Reputation: 59
In R, I would like to create two new variables (var3 and var4) based on conditions that I apply on existing variables (var1 and var2), which has duplicate records. Here is how my data looks like.
Var1 var2
01 A
01 B
01 A
02 C
02 C
03 D
04 E
04 D
04 F
. .
. .
. .
. .
. .
I would use following if-else-then statement in SAS.
if var1 = 01 and var2 = "A" then do; var3 = "New York"; var4= "Buffalo"; end; else;
if var1 = 01 and var2 = "B" then do; var3 = "New York"; var4= "Cornell"; end; else;
if var1 = 02 and var2 = "C" then do; var3 = "North Carolina"; var4= "Raleigh"; end; else;
if var1 = 03 and var = "D"then do; var3 = "Texas"; var4= "Dallas"; end; else;
My output will look like this
Var1 var2 var3 var4
01 A New York Buffalo
01 B New York Cornell
01 A New York Buffalo
02 C North Carolina Raleigh
02 C North Carolina Raleigh
03 D Texas Dallas
. . . .
. . . .
. . . .
. . . .
Any help to create above output in R is great appreciated.
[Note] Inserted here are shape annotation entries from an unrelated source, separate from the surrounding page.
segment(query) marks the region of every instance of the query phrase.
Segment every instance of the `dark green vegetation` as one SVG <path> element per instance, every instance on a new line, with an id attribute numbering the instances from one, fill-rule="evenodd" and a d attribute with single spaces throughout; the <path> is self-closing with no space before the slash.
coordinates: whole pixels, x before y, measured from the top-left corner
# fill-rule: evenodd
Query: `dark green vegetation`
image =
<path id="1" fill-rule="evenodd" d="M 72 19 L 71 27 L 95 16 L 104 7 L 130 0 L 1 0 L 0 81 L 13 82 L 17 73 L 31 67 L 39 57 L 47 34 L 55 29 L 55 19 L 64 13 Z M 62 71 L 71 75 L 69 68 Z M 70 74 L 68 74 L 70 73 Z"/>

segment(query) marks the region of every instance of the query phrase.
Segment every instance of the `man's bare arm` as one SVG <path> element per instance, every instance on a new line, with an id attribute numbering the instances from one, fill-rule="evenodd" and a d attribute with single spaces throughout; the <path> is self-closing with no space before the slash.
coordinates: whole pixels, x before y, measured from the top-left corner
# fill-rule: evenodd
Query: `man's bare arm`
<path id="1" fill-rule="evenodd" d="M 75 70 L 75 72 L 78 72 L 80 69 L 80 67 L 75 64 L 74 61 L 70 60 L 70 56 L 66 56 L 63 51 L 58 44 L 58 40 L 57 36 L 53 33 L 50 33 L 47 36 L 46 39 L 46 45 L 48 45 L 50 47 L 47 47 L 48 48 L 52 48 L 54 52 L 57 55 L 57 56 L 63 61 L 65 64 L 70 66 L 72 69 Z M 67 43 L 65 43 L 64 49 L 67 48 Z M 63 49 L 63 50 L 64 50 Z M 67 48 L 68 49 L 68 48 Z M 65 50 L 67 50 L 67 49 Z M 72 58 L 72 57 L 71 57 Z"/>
Do I need to use if-else and for statement, ifelse, etc??
Upvotes: 1
Views: 5674
Reputation: 887881
You could create an index dataset ('df2') and merge that with the original dataset ('df1')
merge(df1, df2)
# var1 var2 var3 var4
#1 01 A New York Buffalo
#2 01 A New York Buffalo
#3 01 B New York Cornell
#4 02 C North Carolina Raleigh
#5 02 C North Carolina Raleigh
#6 03 D Texas Dallas
df1 <- structure(list(var1 = c("01", "01", "01", "02", "02", "03"),
var2 = c("A", "B", "A", "C", "C", "D")), .Names = c("var1",
"var2"), row.names = c(NA, -6L), class = "data.frame")
df2 <- data.frame(var1=c('01', '01', '02', '03'), var2=LETTERS[1:4],
var3=c('New York', 'New York', 'North Carolina', 'Texas'),
var4=c('Buffalo', 'Cornell', 'Raleigh', 'Dallas'))
Upvotes: 0
Reputation: 3488
df$var3<-ifelse(Var1==01, "New York",
ifelse(Var1==02, "North Carolina",
ifelse(Var1==03, "Texas", NA)))
df$var4<-....
Or by apply labels:
df$var3<-factor(df$Var1,
levels = 1:3,
labels = c("New York","North Carolina","Texas"))
Upvotes: 3